1971. Vermont.
La familia Riveira se preparaba para pasar la navidad en casa de los padres de Luis, como cada invierno. Estarían allá hasta la primera semana de enero, cuando se festejaba el cumpleaños de Isabel.
Ya empezaban a caer las primeras heladas. Los árboles y los pórticos de las casas se cubrían de escarcha.
Irenne miraba a través de la ventana. Odiaba el invierno porque le impedía hacer lo que más amaba: disfrutar del sol del verano y bailar bajo la lluvia vespertina que refrescaba el ambiente.
—Irenne, nos iremos en una hora —dijo Isabel y se dio la vuelta.
"Gracias por avisar."
El viaje hacia Stowe tomó cerca de tres horas de carretera.
Ésa sería la primera vez que los padres de Luis verían a Irenne. Ella quería dar una buena impresión, pero estaba consciente de que no era buena para eso. Normalmente la gente debía tratarla en más de una ocasión para que pudieran simpatizar. Ella era imprudente, siempre lo sería, y a muchas personas no les gustaba eso.
Sus dientes empezaron a castañear en cuanto puso los pies en la nieve. Se estremeció y limpió su nariz goteante con el dorso de la mano a pesar de que por primera vez había decidido estudiar todos sus movimientos para causar buena impresión. En primer lugar, pensaría hasta tres veces antes de atreverse a hablar. No quería hacer que Luis pasara un mal rato por su culpa o hacerlo sentir avergonzado. Era sólo por él que trataría de mostrarse como una señorita de alta sociedad.
Los señores Riveira ya los esperaban en la entrada de la casa. Aparentaban tener cerca de sesenta años. Aún lucían fuertes y vigorosos. tenían una apariencia sencilla y un gesto amable.
—Hola, mamá, papá —saludó Luis con un abrazo. tenía los ojos y la nariz de su padre—. ¡Qué gusto verlos!
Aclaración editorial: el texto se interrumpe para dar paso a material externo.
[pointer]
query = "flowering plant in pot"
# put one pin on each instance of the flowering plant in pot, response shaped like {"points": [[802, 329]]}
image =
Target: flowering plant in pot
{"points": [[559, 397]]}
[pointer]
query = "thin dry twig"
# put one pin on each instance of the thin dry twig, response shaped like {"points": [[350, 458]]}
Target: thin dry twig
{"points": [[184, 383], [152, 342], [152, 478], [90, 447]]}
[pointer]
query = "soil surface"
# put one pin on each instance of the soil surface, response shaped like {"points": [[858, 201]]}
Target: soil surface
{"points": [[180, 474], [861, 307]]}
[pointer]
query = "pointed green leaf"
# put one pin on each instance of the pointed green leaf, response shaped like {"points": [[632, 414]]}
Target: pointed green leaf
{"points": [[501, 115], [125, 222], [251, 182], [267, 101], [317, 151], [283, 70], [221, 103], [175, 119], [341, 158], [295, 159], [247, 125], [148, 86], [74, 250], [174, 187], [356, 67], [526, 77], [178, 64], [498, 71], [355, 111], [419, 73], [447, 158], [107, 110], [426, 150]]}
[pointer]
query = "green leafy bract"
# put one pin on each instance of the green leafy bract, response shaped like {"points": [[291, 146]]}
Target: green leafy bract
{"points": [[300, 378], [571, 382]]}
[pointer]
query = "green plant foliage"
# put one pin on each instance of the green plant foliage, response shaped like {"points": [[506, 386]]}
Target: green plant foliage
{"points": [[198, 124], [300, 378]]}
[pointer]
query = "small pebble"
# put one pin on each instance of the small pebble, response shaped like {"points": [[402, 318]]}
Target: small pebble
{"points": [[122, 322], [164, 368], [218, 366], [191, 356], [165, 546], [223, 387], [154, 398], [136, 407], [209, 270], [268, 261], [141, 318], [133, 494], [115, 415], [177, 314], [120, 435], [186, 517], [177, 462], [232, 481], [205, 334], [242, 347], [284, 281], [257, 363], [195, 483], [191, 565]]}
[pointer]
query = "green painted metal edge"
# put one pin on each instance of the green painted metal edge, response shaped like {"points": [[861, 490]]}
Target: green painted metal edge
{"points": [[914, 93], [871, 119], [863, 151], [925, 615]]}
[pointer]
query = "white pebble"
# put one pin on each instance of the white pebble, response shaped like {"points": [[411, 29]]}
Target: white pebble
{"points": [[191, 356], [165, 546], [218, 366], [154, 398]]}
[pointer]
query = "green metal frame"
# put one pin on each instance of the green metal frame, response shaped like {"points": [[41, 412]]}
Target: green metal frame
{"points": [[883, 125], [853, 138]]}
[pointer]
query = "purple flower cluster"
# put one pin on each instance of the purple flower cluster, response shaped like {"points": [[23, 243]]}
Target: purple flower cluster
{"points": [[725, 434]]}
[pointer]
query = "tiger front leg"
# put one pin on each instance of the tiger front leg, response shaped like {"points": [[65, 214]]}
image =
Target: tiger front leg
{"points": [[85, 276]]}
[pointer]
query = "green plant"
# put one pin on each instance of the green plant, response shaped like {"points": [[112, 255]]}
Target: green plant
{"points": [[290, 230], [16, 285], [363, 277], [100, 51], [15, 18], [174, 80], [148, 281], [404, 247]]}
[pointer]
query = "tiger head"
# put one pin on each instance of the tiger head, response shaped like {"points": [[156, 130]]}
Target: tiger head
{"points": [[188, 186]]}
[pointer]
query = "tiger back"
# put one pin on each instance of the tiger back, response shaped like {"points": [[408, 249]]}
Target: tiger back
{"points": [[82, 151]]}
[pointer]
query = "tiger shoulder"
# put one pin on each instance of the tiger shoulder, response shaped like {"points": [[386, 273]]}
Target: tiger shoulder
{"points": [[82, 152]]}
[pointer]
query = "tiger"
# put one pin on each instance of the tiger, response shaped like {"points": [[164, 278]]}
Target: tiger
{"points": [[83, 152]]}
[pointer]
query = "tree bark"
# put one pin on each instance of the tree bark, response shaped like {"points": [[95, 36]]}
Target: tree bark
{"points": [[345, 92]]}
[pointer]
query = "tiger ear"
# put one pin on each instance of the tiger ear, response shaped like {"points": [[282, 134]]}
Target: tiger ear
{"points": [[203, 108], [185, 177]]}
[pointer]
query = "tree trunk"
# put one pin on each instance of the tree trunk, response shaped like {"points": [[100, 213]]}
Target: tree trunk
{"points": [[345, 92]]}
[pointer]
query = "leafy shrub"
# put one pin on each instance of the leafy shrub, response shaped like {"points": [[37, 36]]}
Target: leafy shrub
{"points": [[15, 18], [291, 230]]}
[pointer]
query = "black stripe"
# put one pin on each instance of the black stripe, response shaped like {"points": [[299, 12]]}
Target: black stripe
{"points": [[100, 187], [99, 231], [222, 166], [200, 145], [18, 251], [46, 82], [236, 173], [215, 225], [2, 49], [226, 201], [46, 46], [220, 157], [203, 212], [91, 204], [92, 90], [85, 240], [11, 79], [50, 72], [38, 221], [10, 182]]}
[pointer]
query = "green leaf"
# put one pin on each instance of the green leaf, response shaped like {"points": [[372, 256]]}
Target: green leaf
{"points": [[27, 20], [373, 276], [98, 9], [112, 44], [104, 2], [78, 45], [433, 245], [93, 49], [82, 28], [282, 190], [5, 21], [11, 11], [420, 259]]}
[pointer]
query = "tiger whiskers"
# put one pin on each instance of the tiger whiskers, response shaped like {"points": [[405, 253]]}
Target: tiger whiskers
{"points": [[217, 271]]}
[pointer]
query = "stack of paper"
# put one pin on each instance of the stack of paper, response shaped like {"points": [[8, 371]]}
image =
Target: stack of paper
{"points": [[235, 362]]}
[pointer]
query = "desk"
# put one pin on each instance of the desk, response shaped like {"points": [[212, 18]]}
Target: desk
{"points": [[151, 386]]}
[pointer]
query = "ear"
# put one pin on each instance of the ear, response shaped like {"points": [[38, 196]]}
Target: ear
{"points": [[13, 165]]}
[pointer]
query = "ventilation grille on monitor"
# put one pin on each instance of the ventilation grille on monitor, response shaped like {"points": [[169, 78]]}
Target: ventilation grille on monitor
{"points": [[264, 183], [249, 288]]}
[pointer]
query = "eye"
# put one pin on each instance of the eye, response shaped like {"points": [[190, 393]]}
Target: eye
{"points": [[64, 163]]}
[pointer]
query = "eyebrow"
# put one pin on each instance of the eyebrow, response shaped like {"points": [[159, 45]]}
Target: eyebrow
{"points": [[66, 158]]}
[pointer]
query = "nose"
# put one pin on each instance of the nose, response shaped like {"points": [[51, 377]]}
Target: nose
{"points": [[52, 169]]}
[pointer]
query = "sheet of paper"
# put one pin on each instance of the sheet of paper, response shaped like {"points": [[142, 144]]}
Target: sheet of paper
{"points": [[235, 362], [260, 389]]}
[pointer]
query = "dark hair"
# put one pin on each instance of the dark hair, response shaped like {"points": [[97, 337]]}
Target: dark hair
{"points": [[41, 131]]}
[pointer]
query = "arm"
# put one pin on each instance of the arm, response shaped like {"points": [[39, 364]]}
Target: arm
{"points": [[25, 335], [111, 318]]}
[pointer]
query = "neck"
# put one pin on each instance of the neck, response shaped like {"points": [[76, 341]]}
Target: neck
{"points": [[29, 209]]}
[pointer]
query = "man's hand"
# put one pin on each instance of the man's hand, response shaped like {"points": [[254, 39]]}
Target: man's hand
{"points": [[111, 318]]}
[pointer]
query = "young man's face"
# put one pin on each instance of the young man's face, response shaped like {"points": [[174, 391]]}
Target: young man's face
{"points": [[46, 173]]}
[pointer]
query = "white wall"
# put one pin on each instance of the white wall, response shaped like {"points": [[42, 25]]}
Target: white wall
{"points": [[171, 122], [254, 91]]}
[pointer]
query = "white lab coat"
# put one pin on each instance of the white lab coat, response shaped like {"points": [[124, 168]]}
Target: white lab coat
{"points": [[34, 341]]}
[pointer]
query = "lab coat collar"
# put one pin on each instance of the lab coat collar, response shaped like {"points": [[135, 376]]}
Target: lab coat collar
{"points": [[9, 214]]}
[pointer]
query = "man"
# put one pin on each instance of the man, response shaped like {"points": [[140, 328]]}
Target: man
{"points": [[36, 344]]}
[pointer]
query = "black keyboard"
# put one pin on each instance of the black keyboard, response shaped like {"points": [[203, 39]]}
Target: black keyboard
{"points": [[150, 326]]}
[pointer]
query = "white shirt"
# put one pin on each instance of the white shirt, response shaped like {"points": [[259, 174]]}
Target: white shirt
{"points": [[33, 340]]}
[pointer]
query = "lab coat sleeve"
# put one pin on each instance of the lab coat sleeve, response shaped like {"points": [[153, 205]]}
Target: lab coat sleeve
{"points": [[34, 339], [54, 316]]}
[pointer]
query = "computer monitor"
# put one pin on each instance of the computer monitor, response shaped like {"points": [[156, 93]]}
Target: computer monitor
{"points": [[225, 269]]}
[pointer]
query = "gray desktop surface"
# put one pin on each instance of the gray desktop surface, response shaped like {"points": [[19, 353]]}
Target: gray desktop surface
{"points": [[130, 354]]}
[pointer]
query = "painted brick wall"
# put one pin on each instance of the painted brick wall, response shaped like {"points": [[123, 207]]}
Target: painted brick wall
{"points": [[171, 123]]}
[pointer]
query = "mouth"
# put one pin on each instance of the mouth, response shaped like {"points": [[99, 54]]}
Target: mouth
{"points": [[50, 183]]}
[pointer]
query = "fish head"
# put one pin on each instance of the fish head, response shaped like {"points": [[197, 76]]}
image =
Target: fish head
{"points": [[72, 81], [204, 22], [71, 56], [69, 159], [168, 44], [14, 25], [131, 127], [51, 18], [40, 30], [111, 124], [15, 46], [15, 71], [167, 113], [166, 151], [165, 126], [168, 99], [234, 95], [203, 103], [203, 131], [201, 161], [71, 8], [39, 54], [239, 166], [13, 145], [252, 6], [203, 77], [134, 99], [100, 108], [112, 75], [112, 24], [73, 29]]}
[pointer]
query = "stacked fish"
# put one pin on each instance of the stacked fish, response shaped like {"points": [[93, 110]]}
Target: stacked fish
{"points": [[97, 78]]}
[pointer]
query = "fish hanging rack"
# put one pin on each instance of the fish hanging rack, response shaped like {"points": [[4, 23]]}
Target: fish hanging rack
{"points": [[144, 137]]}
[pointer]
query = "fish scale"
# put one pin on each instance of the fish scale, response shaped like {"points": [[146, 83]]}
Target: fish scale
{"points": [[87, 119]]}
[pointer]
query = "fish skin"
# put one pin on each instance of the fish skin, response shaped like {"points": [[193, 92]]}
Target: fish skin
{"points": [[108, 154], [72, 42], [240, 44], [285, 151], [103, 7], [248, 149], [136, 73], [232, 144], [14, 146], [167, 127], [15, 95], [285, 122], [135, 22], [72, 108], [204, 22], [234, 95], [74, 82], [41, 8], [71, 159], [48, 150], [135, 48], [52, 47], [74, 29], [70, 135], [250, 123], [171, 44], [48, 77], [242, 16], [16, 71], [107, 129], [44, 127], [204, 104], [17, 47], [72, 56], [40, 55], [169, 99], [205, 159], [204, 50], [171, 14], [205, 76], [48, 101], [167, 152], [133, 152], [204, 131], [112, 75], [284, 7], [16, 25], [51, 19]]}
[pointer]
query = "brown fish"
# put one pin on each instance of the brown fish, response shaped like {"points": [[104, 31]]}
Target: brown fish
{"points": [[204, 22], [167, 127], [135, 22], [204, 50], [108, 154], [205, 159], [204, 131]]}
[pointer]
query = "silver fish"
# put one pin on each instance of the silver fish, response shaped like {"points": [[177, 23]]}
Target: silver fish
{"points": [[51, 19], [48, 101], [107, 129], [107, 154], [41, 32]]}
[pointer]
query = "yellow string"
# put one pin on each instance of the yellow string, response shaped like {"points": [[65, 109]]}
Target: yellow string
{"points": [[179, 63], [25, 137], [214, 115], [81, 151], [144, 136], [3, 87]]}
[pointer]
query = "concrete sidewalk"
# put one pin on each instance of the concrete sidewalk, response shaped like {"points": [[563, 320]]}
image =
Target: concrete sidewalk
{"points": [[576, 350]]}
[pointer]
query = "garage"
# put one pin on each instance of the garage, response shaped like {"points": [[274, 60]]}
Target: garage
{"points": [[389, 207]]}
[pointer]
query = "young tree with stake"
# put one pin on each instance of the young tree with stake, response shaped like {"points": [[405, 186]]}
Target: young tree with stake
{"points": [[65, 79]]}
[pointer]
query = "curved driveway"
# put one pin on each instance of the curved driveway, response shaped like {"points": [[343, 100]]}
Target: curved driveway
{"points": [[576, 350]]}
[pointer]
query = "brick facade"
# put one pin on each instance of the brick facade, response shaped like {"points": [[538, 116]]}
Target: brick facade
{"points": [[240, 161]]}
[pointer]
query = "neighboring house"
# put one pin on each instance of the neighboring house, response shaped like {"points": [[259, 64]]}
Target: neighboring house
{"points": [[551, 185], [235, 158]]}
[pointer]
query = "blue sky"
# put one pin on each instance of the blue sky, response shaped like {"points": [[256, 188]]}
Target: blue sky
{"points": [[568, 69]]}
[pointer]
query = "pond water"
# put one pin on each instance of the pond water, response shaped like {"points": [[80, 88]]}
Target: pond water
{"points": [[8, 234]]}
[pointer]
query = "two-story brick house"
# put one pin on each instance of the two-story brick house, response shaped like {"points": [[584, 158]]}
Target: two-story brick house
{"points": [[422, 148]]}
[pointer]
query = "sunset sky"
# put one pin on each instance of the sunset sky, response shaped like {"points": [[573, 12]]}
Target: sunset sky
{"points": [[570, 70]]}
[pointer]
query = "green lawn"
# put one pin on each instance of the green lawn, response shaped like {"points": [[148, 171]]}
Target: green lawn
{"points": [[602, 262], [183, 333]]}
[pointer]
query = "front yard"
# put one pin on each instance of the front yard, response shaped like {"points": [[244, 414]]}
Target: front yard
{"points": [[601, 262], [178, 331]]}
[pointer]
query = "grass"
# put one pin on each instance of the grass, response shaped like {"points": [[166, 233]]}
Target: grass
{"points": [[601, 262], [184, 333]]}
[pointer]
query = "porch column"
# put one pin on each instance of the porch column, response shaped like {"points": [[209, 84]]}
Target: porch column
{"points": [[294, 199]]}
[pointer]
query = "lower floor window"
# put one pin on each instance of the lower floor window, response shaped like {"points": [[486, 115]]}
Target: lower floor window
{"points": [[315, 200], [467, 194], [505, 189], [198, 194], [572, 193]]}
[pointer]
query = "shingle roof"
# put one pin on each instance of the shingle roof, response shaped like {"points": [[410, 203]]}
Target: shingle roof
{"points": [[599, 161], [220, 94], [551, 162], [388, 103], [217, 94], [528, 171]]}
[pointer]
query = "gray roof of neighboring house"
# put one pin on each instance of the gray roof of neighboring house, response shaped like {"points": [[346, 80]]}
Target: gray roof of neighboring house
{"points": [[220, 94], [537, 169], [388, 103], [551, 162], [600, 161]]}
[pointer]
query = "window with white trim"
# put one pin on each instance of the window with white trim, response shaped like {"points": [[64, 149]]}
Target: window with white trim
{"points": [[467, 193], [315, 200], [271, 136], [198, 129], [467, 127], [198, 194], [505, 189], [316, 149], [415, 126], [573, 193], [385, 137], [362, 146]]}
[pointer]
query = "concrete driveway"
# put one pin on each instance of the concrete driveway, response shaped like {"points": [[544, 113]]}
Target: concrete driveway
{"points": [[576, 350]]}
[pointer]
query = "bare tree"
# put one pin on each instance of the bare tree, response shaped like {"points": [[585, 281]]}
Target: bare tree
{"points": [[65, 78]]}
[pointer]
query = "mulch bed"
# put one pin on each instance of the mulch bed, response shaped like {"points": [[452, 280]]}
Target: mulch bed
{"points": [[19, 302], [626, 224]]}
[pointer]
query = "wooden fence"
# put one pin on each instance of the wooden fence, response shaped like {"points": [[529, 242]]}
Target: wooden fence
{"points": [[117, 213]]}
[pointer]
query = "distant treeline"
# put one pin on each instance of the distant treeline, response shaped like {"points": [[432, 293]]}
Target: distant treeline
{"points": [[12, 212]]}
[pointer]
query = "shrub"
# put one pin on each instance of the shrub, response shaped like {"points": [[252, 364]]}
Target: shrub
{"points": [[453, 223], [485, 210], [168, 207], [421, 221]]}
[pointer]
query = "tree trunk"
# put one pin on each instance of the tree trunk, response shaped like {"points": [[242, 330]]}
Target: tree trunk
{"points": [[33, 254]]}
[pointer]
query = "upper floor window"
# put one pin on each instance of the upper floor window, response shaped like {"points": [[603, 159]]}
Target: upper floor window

Hace ya tanto tiempo que no venía a la finca...
—Eso es porque tú quieres —bromeó la señora Riveira—. Siempre mandas a Isabel con tu chofer. ¡Ni siquiera te dignas a venir tan sólo para cerciorarte de que aún estamos vivos!
—¡Pero si están tan fuertes como robles! —se defendió.
—Ésa no es justificación. ¡Eres un mal hijo, Luis!
—Sí, madre. tienes razón —Luis mostró arrepentimiento—. trataré de visitarlos más seguido.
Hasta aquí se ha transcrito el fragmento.